Из Находки Беклемишев прилетел в Питер, где собирался дня три отдохнуть, а потом его путь лежал в Найденовск — там тоже строился завод и вскоре должна была образоваться база Северного флота.
За обедом и некоторое время после него Беклемишев развлекал меня рассказом о достижениях японцев в области гидроэхолокации. Когда мы передали в Токио первые материалы по подлодкам, то вся лоцирующая аппаратура там изображалась квадратиками с краткими пояснениями, что именно они делают. Ну и самый минимум теории, без которого нельзя было обойтись. Японцы с пониманием отнеслись к тому, что во все детали их не посвящают, и сообщили, что начинают заниматься собственными исследованиями в этой области. Так вот, их первые результаты и были показаны Беклемишеву.
Когда его привели на небольшую яхту, он ожидал увидеть внутри кучу всякой радиоаппаратуры, провода, катушки… Но в «аппаратной» были ковры, шкуры всяких редких зверей, циновки, пуфики и три японца в традиционных одеждах. А из пола торчали какие-то трубки и цилиндры, до крайности похожие на местные барабаны. Гостю предложили самому указать место, рельеф дна которого будет исследоваться.
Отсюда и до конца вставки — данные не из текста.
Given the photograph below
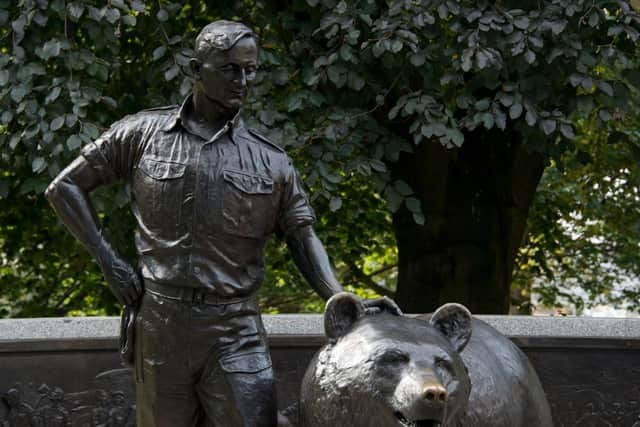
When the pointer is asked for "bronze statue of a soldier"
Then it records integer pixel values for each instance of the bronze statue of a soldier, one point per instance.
(206, 195)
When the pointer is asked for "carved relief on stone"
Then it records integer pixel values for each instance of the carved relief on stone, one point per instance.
(105, 405)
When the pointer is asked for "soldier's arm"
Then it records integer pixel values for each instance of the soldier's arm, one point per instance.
(69, 196)
(311, 259)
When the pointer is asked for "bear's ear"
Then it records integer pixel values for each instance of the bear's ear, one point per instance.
(342, 311)
(454, 321)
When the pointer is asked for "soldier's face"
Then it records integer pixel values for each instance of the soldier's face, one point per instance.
(225, 77)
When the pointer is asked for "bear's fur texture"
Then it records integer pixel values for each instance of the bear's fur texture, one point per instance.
(443, 370)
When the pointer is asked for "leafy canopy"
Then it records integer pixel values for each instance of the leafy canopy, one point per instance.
(345, 87)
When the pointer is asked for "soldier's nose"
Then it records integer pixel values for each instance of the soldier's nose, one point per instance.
(435, 393)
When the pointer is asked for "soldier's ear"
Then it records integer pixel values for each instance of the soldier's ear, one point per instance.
(195, 66)
(342, 311)
(454, 321)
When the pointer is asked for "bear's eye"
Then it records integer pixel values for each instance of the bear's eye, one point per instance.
(393, 357)
(444, 368)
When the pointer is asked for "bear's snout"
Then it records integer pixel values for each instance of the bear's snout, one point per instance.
(435, 392)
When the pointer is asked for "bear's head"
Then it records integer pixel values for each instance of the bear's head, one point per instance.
(388, 370)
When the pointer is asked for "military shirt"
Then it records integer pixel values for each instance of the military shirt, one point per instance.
(204, 209)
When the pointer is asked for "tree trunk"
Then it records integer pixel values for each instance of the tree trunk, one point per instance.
(475, 200)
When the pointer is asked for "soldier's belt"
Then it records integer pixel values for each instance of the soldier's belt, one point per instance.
(191, 295)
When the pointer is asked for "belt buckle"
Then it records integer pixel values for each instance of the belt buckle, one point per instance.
(198, 297)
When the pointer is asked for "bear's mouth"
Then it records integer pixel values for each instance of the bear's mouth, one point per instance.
(416, 423)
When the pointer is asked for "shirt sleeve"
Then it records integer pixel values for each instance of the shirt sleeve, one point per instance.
(112, 155)
(296, 211)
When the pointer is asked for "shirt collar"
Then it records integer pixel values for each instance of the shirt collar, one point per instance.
(178, 119)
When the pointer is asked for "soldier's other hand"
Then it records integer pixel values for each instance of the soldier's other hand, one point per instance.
(377, 305)
(124, 281)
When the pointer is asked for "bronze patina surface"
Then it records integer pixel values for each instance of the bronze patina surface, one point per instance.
(207, 193)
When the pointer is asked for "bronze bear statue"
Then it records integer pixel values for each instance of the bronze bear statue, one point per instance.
(447, 369)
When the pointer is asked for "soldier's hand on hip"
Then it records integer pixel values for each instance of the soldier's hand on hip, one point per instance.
(123, 280)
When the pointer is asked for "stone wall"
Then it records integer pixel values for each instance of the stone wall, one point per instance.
(58, 370)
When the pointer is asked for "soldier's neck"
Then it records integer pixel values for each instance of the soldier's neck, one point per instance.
(209, 113)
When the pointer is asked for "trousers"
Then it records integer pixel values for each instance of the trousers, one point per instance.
(202, 365)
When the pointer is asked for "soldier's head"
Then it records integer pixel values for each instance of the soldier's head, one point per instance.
(225, 62)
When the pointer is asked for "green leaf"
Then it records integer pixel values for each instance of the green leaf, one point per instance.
(75, 10)
(6, 117)
(38, 164)
(4, 77)
(483, 104)
(18, 93)
(413, 204)
(138, 5)
(548, 126)
(515, 110)
(53, 95)
(530, 56)
(172, 72)
(57, 123)
(605, 115)
(394, 199)
(506, 99)
(112, 15)
(162, 15)
(120, 4)
(335, 203)
(159, 52)
(403, 188)
(337, 74)
(567, 131)
(521, 22)
(74, 142)
(129, 20)
(418, 59)
(605, 87)
(418, 218)
(51, 49)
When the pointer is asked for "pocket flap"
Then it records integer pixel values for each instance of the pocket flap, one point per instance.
(248, 183)
(246, 363)
(159, 169)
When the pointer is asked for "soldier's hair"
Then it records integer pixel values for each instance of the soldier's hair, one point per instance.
(220, 35)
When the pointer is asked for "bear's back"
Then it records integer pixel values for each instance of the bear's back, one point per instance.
(505, 390)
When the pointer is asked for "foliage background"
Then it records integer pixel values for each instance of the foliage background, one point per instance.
(70, 68)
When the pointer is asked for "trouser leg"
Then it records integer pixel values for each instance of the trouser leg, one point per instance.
(236, 387)
(165, 394)
(237, 399)
(166, 405)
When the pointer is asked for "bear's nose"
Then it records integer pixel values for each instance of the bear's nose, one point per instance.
(435, 393)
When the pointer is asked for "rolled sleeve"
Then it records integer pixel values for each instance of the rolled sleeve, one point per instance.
(111, 155)
(296, 211)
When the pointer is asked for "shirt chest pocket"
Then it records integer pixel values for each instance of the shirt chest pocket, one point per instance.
(158, 190)
(248, 204)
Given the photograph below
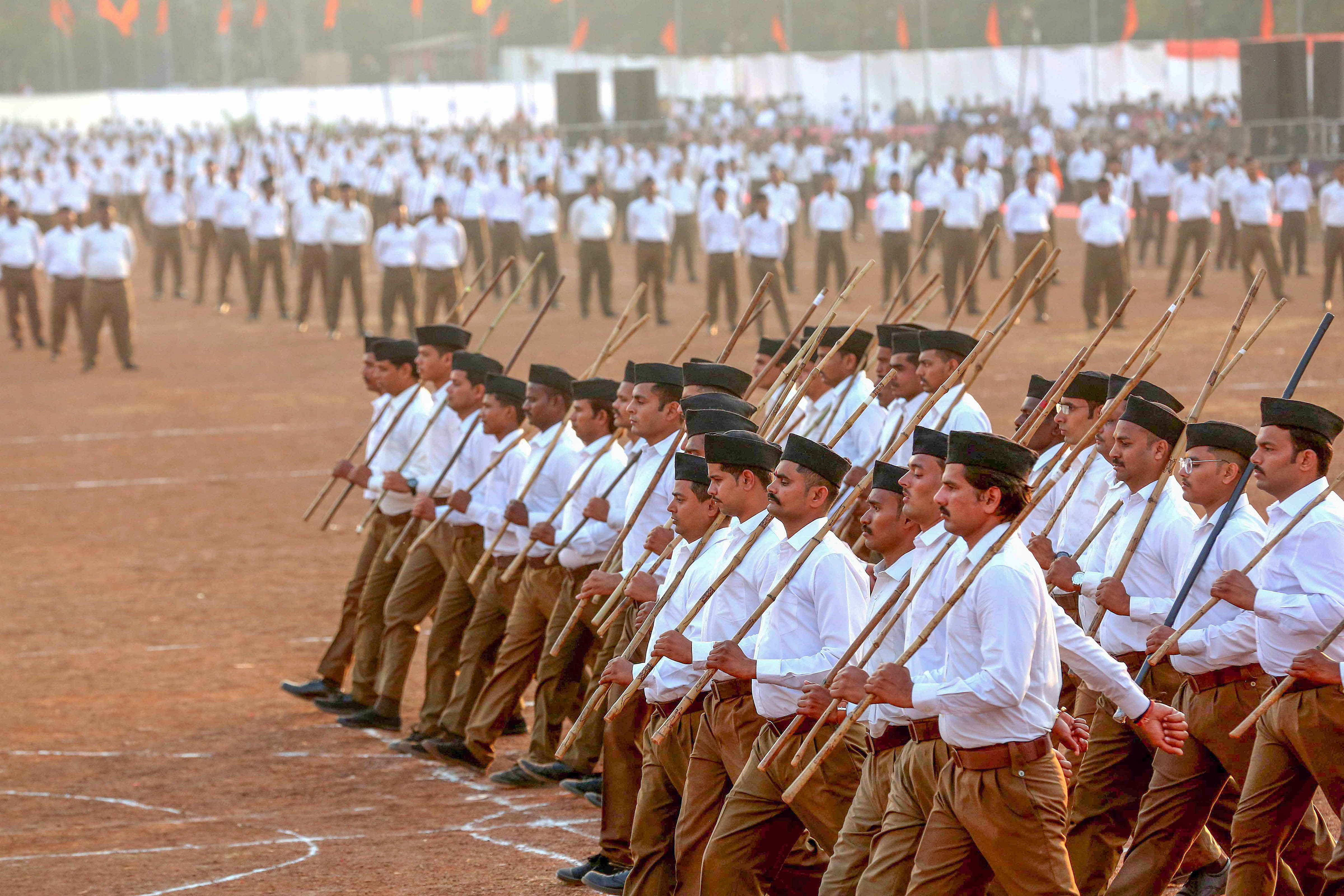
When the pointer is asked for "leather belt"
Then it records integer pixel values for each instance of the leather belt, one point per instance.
(732, 688)
(923, 730)
(1002, 755)
(1220, 678)
(893, 738)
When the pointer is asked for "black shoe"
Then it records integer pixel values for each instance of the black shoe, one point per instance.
(607, 883)
(553, 772)
(582, 786)
(575, 875)
(339, 706)
(310, 690)
(370, 719)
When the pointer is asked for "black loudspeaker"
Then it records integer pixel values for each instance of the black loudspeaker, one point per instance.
(636, 95)
(576, 99)
(1328, 80)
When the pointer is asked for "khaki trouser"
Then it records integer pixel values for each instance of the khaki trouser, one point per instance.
(108, 300)
(1298, 750)
(1005, 824)
(1206, 778)
(662, 785)
(452, 616)
(414, 596)
(862, 824)
(479, 649)
(757, 829)
(337, 660)
(521, 651)
(1111, 784)
(369, 621)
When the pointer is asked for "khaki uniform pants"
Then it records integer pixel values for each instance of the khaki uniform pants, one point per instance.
(1005, 824)
(1298, 750)
(1112, 781)
(662, 786)
(1206, 780)
(757, 829)
(337, 660)
(369, 620)
(861, 825)
(108, 300)
(525, 636)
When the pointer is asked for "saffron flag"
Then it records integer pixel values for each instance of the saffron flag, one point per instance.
(1131, 21)
(580, 36)
(669, 37)
(992, 26)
Беклемишев указал и тихо присел в уголке.
Сначала все три японца уткнулись ушами в тонкие гибкие трубочки, и минут через пять старший из них выдал, какие корабли и где именно находятся в радиусе десяти миль. Михаил Николаевич не поленился выйти на палубу и проверить — все совпало! После чего приступили к эхолокаци. Сначала двое операторов слушали, а один играл на барабанах. Потом слухач остался один, а сольную партию взяла на себя труба с подвижной частью, как у тромбона. Барабаны же пошли аккомпанементом. Время от времени слухач, не отрываясь от трубок, одной рукой тянул за уходящие вниз шнурки, а другой делал какие-то пометки на бумаге — хорошо хоть карандашом, а не кисточкой. Вскоре перед Беклемишевым лежала оцифровка рельефа дна в указанном им квадрате. Какого же было его удивление, когда, сравнив это с данными эхолокации «Кильки», он увидел практически полное совпадение! Причем японцы оцифровали свой квадрат несколько быстрее наших гидроакустиков.
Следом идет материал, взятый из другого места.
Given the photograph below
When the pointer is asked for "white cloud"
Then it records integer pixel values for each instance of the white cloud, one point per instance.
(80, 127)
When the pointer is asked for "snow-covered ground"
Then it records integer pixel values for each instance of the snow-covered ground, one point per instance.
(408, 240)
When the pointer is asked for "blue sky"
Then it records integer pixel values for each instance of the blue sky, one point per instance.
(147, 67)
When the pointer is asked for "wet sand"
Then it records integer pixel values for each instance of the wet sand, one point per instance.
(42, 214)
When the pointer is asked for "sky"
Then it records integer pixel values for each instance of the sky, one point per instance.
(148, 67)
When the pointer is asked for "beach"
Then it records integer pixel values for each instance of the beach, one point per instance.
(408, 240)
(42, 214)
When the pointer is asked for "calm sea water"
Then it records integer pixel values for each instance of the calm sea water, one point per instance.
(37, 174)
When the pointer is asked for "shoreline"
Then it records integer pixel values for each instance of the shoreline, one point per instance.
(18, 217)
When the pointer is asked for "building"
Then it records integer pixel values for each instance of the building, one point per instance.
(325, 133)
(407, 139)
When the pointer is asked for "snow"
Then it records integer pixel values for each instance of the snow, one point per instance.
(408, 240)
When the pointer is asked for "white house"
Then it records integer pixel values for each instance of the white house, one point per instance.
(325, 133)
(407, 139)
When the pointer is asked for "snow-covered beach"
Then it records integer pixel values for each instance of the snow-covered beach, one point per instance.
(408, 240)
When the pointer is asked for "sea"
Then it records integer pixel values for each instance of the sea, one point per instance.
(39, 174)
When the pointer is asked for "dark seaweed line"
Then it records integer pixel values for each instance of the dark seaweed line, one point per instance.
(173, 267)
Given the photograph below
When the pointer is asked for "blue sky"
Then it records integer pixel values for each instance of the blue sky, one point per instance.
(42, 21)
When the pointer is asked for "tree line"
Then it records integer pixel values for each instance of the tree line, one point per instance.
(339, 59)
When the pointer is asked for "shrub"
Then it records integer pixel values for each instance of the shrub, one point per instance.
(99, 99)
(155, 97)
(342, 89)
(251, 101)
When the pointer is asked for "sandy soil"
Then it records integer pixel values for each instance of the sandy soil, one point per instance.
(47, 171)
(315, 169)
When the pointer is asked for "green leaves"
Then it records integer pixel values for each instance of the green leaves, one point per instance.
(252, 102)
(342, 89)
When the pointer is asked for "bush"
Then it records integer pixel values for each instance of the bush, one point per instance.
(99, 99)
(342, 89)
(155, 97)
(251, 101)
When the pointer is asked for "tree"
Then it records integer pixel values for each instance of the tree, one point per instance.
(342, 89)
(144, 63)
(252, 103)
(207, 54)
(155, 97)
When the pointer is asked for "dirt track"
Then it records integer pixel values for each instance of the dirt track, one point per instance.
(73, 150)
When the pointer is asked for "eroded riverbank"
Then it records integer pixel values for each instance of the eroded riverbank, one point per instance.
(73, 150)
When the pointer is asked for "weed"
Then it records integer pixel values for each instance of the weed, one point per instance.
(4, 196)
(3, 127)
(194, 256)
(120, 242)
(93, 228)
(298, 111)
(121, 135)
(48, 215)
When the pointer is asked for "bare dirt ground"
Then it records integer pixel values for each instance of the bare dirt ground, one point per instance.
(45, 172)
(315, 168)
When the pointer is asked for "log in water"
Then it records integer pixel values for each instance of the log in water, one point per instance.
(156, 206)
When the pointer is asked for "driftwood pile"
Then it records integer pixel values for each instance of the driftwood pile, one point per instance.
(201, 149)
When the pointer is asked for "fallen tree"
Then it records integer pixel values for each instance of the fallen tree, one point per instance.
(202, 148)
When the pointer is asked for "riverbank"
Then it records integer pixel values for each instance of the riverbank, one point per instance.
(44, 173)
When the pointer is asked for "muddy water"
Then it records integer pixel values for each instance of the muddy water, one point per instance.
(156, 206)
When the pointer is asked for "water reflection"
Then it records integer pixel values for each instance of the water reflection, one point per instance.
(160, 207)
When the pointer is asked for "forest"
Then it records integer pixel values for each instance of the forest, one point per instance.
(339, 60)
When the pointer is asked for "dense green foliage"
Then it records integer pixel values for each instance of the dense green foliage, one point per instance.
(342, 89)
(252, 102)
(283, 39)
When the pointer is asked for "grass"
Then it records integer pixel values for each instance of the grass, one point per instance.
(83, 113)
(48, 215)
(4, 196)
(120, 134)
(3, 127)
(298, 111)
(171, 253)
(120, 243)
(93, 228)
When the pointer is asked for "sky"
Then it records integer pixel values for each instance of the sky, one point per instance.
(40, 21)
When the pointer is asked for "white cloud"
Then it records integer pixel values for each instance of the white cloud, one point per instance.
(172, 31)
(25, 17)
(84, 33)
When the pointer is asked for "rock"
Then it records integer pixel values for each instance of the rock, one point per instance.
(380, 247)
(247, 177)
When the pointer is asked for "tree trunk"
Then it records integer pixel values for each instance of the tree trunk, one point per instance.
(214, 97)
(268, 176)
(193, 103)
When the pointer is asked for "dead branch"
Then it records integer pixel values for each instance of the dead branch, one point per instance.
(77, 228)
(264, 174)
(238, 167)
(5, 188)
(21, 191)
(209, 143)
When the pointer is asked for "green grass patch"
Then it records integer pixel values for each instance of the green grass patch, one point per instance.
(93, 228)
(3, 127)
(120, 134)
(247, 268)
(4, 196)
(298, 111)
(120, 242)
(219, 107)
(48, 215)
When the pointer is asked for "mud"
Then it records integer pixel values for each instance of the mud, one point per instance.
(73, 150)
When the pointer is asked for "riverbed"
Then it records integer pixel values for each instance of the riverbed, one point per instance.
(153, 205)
Интересно, подумал я. Ведь действительно же, человеческое ухо представляет из себя очень чувствительный прибор! А вся моя электроника — это смесители, колебательные контура и усилители, чьи функции, действительно, могут выполнять и механические детали музыкальных инструментов… Да, очень интересно. Пожалуй, надо раскрыть японцам схемы, отставив секретом только способ производства радиоэлементов, и пригласить этот оркестр сюда, на предмет объединения достижений электроники и музыки. Но вот поведение Беклемишева было странноватым — мы общались уже больше часа, а он до сих пор не начал жаловаться, что ему подводных лодок мало! В чем дело?
— В экипажах, — пояснил мне несколько смутившийся вице-адмирал, — за отпущенный срок подготовить нужное количество людей пока не удается. Так что я и привез предложение его величеству немного сократить выпуск лодок, компенсировав это увеличением выпуска модулей, из которых они собираются.